Most processors have reduced milk prices from Sh38 to Sh30 per liter, prompting an outcry from farmers who are already grappling with high production costs, resulting in substantial financial losses. Private processors have warned of the potential for further price declines as they navigate the challenges posed by excess production.
The Kenya Dairy Farmer Federation (KDFF) reported that thousands of liters of milk are going to waste. “Many milk cooperative societies are on the brink of collapse due to exploitation by private processors, who are offering as little as Sh30 per liter at the farm gate, contrary to the agreed price of Sh33 per liter established with the Kenya Dairy Board and the Ministry of Agriculture,” stated KDFF chairperson Stanley Ng’ombe.
The challenges facing dairy farmers are exacerbated by rising animal feed costs and declining quality of livestock breeds, worsened by the high expenses associated with artificial insemination and embryo transfer. A report from the Ministry of Agriculture indicated that Kenya produced an average of 4.2 billion liters of milk last year, significantly below its potential of 12 billion liters, largely due to poor husbandry practices.
Ng’ombe, who also chairs the Lelchego milk cooling plant in Nandi County, noted that the facility currently processes an average of 12,000 liters daily, despite having an operational capacity of 18,000 liters. This discrepancy has forced a reduction in milk intake to minimize losses.
“Post-harvest losses stemming from decreased demand, high operational costs for electricity and transportation, and fluctuating feed prices are major challenges in the sector,” he explained.

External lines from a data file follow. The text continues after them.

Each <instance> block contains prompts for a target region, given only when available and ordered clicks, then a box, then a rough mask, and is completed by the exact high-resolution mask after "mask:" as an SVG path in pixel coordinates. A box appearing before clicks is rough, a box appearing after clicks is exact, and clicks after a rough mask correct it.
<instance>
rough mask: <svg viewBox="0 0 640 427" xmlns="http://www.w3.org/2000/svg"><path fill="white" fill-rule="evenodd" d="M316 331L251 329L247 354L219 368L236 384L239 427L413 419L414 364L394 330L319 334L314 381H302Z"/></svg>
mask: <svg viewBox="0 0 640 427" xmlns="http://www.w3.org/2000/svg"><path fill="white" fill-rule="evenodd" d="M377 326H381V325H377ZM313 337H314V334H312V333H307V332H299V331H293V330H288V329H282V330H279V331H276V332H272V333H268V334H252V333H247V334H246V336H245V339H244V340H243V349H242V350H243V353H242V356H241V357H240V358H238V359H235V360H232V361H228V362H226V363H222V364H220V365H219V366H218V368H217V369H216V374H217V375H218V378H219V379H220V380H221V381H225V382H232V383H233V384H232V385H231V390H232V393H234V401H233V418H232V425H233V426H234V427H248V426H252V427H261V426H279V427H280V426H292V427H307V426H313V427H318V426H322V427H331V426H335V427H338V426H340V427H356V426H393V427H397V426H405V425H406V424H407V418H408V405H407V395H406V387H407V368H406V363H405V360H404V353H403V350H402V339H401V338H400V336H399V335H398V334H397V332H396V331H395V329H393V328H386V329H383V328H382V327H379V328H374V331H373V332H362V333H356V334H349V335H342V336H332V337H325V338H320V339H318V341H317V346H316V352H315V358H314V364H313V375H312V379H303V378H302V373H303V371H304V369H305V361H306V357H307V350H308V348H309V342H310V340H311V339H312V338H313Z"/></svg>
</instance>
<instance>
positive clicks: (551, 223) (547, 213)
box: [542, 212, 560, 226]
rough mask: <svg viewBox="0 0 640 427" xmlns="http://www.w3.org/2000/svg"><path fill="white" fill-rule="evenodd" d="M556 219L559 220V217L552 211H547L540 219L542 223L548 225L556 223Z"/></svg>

Farmers are urging the government to implement measures to support the industry, including increased funding for the New Kenya Cooperative Creameries to ensure timely and affordable payments for milk deliveries. Although the state-owned company offers Sh55 per liter, delays in payment have dissuaded farmers from supplying their milk.
They are also advocating for funding from the Agricultural Finance Corporation to be extended as credit to dairy and grain farmers, among other agricultural initiatives. “The government needs to enhance support for the dairy sector through the AFC and address the challenges hindering farmers’ efforts to boost production and profitability,” emphasized Mary Jeptoo from Sergoit in Uasin Gishu County.
The North Rift region is home to approximately 1.2 million dairy cows, along with 400,000 to 500,000 heifers.